We applied our optimization for level walking where the input for motion is the knee joint average angular data. The timing of the harvesting algorithm was based on mapping the average knee joint angle profile to the average negative power profile. In a previous experiment, we found significant variation between subjects with regard to the start and end times of the phases where the knee was performing negative work (Shkedy Rabani et al., 2022). Thus, to avoid applying an incorrect torque profile during the gait (i.e., one that would lead to harvesting during positive power phases), the harvesting started at one standard deviation after our algorithm detected the start of the negative phase and ended at one standard deviation before the end of the negative phase. The optimization was solved using an in-house algorithm that is based on a grid search of the discretized parameter space. The optimization parameters are the electrical current through the generator (vector of 100 data points, where each point can be assigned a value from 0 to 10 A), the gear ratio (from 50 to 512 in steps of 1), and the motor (e.g., rotor inertia, torque constant, terminal resistance, nominal maximum current, speed constant, and mass). The algorithm was implemented in Matlab (MathWorks, Natick, MA, United States) and is represented in Figure 3.

FIGURE 3

To demonstrate our optimization algorithm, we tested 11 different DC brushless motors that, according to our engineering judgment as well as the experience of others (Donelan et al., 2008), (Shepertycky and Li, 2015), could be good candidates. Thus, we tested motors from (Donelan et al., 2008) and other motors that met the following criteria: mass of less than 250 g, electrical power ranging from 10 to 100 W, and voltage ranging from 10 to 60 V (our system could not function with a higher input voltage). This framework could be used by developers of other devices to test different motors and find the best motor for their application. For convenience, all motors were manufactured by Maxon (Sachseln, Switzerland). They differed in their mechanical and electrical characteristics, as shown in Table 1.

TABLE 1

Motor no.Diameter [mm]Width [mm]MOI [gcm^2]Weight [g]Speed constant [rpm/v]Torque constant [mNm/A]Internal resistance [Ω]
3232182248.55.54125680140.53
3277392248.55.541251456613.50
3232172248.55.5412590710.50.32
313320402610.517056516.90.52
339244403624.224030331.50.81
339243403624.224057216.70.37
3392854512.813511038025.10.41
2516014512.813511028533.50.98
3392874512.8135110951017.41
339241402610.517010708.950.25
3392864512.813511020147.52.77

Motors’ mechanical and electrical specifications.

2.4.5 Building and testing the energy harvester

To evaluate our model, two exoskeletons, one for each leg, were built based on the optimization results (the list of the components and their masses is provided in Appendix B).
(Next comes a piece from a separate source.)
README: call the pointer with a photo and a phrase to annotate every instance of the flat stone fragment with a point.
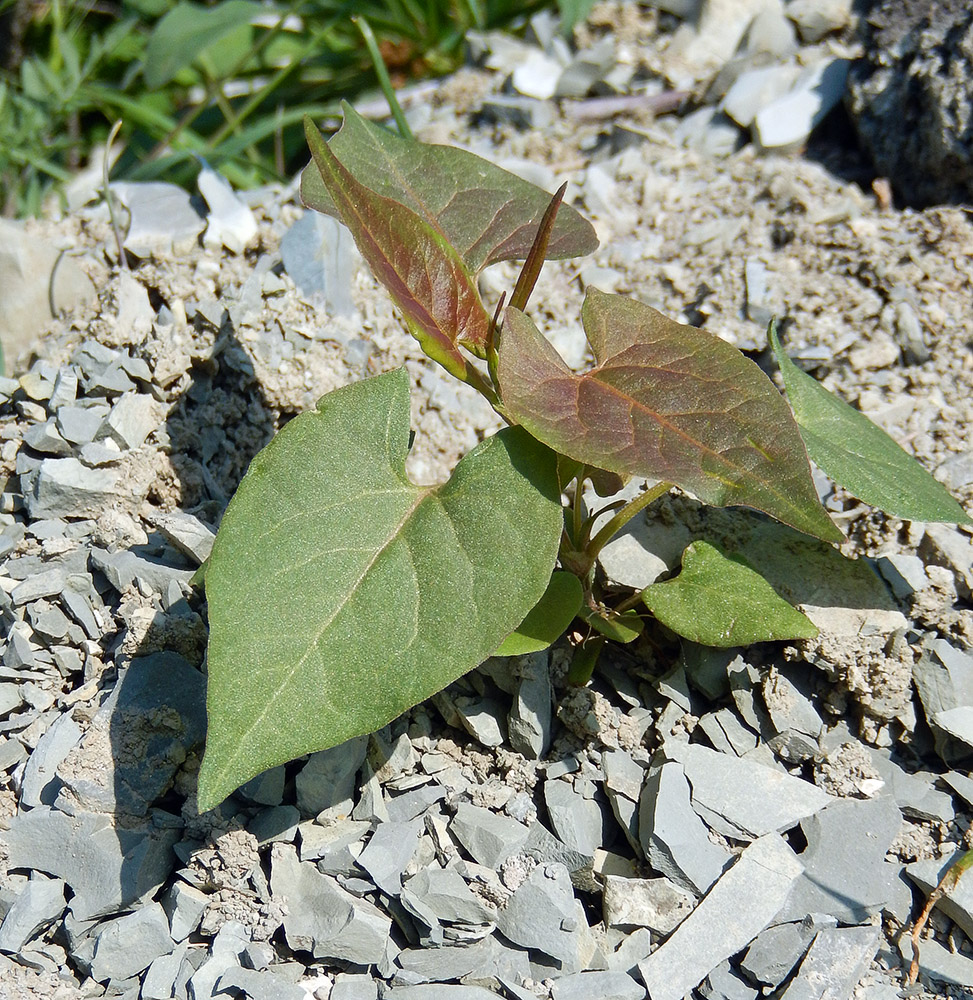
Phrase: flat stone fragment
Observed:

Two experiments were then performed. The first was with a single male subject (1.8 m, 85 kg) walking with the device while a torque meter (mini 45, ATI, Apex, NC, United States) was installed at the knee joint (Appendix C).
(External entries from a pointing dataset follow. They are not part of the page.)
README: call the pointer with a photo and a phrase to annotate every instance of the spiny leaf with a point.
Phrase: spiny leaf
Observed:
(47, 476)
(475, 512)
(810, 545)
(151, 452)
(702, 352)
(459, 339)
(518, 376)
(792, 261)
This experiment aimed to validate our modeling predictions (torque profile and energy harvested). In the next experiment, we studied the effect of different harvesting levels on the change in metabolic effort. Four male subjects (181.5 ± 2.6 cm, 85.3 ± 7.5 kg, 28–32 years) wore two harvesters, one on each leg, with each device controlled separately (the torque meter was removed to reduce device mass). They walked on a treadmill at a speed of 1.3 m/s under six different conditions: mechanically disconnected (wearing the device as a dead weight) and five harvesting states (15%, 22.5%, 30%, 37.5%, and 50%), each one representing a ratio of resistance torque applied to the knee joint based on normal gait data (Shkedy Rabani et al., 2022). Each condition was applied for a duration of 7 min of walking, where the last 3 min of the condition were used to calculate the metabolic rate. Between each condition, there was a 5-min resting period. The order of the harvesting states was randomized. The subjects completed the experiment twice; the first session was for training purposes, allowing the subjects to get used to the device, while the second session is the one reported here. The time interval between the two sessions ranged from 1 to 3 weeks. The harvester controller was an embedded device that used the PIC24FJ32GA102 microcontroller to control the torque of the generator and to run the detection algorithm (which determined the harvesting phases based on the real-time knee joint angle). The microcontroller consumed approximately 0.25 W for its operation. Since a specific load-oriented voltage control loop has not been realized, and to prevent overvoltage when unloaded, a dumping resistor with autonomous control was used. We also used this resistor to calculate the electrical power output (average of the last 3 min). Further information on the harvesting system can be found in (Cervera et al., 2016), (Rubinshtein et al., 2014). Metabolic rates were measured using the Quark system (Cosmed, Rome, Italy). Figure 4 shows the experimental setup.

FIGURE 4

2.4.6 Statistical analysis

We first tested whether, for the group, there was an effect of condition (i.e., harvesting state) on electrical power and metabolic rate. Next, for each individual subject, we used their breath-to-breath data to determine whether there was an effect of condition on metabolic rate. In both cases, we used single-factor ANOVA with a post hoc Tukey Honest Significant Difference HSD test and a significance level of p less than 0.05.

3 Results and discussion

3.1 Optimization

The optimization process yielded the optimal gear ratio and torque profile to minimize the cost function (TCOH) for each of the motors. Figure 5 presents the results for motor no. 323218, which achieved the best TCOH. The comparison between the motors is presented in Table 2. Even though all the motors were considered good candidates for the device, there was approximately a six-fold difference in the value of the optimization cost function across the different models. The changes in gear and motor combination mass resulted in a difference of less than one metabolic W between the different combinations.

FIGURE 5

TABLE 2

Generator No.Gear ratioTCOH [W] [W]
3232182251.017.407.50
3232172101.097.167.84
3277391451.105.636.17
3133201401.267.098.91
3392441251.538.1712.50
3392411921.886.1611.57
3392431331.917.2013.76
3392852273.4736.78127.69
2516012583.6145.39163.95
3392861864.4019.7987.00
3392871526.389.3559.64

Optimization results for each of the motors.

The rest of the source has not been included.